## **Multi Armed Bandits**

The Multi-Armed Bandit problem is an analogy to a gambler facing a row of slot machines, each with a different, unknown probability of winning. The challenge is to maximize their winnings by deciding which machine to play, how many times to play it, and when to switch to another machine. This scenario perfectly encapsulates the exploration-exploitation trade-off: exploring to find the machine with the highest reward but exploiting known information to maximize winnings.

* challange&rarr;maximize wining

To creat a simulated multi armed bandit environment we start by assuming we have multiple slot machines each with own probablity of wining. Each probablity unknown to the agent and will need to learn during training. 

### **Slot Machines**

* Reward from an arm is 0 or 1.
* Agent's goal &rarr; Accumlate maximum reward.

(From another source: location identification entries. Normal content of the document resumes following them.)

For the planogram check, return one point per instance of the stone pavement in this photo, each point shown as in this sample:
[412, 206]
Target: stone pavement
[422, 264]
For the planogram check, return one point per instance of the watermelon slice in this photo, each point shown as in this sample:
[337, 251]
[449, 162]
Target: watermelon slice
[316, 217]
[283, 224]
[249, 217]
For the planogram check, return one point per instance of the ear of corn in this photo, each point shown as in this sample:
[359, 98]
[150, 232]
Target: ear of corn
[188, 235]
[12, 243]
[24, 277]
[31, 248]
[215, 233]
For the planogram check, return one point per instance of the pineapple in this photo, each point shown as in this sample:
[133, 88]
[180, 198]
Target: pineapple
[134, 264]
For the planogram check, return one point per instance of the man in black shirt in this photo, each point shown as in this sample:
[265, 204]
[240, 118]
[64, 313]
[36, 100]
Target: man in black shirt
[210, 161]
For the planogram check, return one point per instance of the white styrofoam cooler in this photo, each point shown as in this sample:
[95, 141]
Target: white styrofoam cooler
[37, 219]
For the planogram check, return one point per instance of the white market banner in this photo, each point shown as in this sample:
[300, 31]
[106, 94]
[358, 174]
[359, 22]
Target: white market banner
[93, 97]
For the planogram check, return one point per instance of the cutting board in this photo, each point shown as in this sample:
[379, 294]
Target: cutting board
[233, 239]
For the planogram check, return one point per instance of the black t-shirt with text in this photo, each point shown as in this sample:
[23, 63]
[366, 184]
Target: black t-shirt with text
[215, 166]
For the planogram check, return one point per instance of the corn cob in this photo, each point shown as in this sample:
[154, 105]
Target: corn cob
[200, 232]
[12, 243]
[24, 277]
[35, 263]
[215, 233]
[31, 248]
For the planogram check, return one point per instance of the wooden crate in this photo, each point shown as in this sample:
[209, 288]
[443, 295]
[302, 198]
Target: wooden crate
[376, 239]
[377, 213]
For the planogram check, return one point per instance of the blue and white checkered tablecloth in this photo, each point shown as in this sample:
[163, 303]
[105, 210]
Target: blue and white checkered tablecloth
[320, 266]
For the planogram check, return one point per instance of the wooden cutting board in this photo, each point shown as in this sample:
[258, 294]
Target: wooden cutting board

### **Solving the problem**
* Decayed epsilon greedy
* Epsilon &rarr; Select random machine
* 1-Epsilon &rarr; select best machine so far.
* Epsilon decreses over time.

```
n_bandits=4
true_bandits_probs=np.random.rand(n_bandits)

n_iterations=100000
epsilon=1.0
min_epsilon=0.01
epsilon_decay=0.999
counts=np.zeros(n_bandits)#How many times each bandit was played
values=np.zeros(n_bandits)#Estimated winning probablity of each bandit
rewads=np.zeros(n_iterations)#reward history
selected_arms=np.zeros(n_iterations,dtype=int)#Arm selection history
```

**Interaction Loop**
```
for i in range(n_iterations):
    arm=epsilon_greedy()
    reward=np.random.rand()<true_bandit_probs[arm]
    rewards[i]=reward
    selected_arm[i]=arm
    counts[arm]+=1
    values[arm]+=(reward-values[arm])/counts[arm]
    epsilon=max(min_epsilon,epsilon*epsilon_decay)
```

**Analyzing selections**
```
selection_percentage=np.zeros((n_iterations,n_bandits))
for i in range(n_iterations):
    selection_percentage[i,selected_arms[i]]=1
    selection_percentage=np.cumsum(selection_percentage,axis=0)/np.arange(1,n_iterations+1).reshape(-1,1)

for arm in range(n_bandits):
    plt.plot(selection_percentage[:,arm],label=f'Bandit #{arm+1}')
    plt.xscale('log')
    plt.title('Bandit Action Choices over time')
    plt.xlabel('Epsilon Number')
    plt.ylabel('Percentage of Bandit Selection(%)')
    plt.legend()
    plt.show()

for i,prob in enumerate(true_bandtis_prob,1):
    print(f"Bandit #{i} ->{prob:.2f}")

```
* Agent learns to select the bandit with the highest probablity.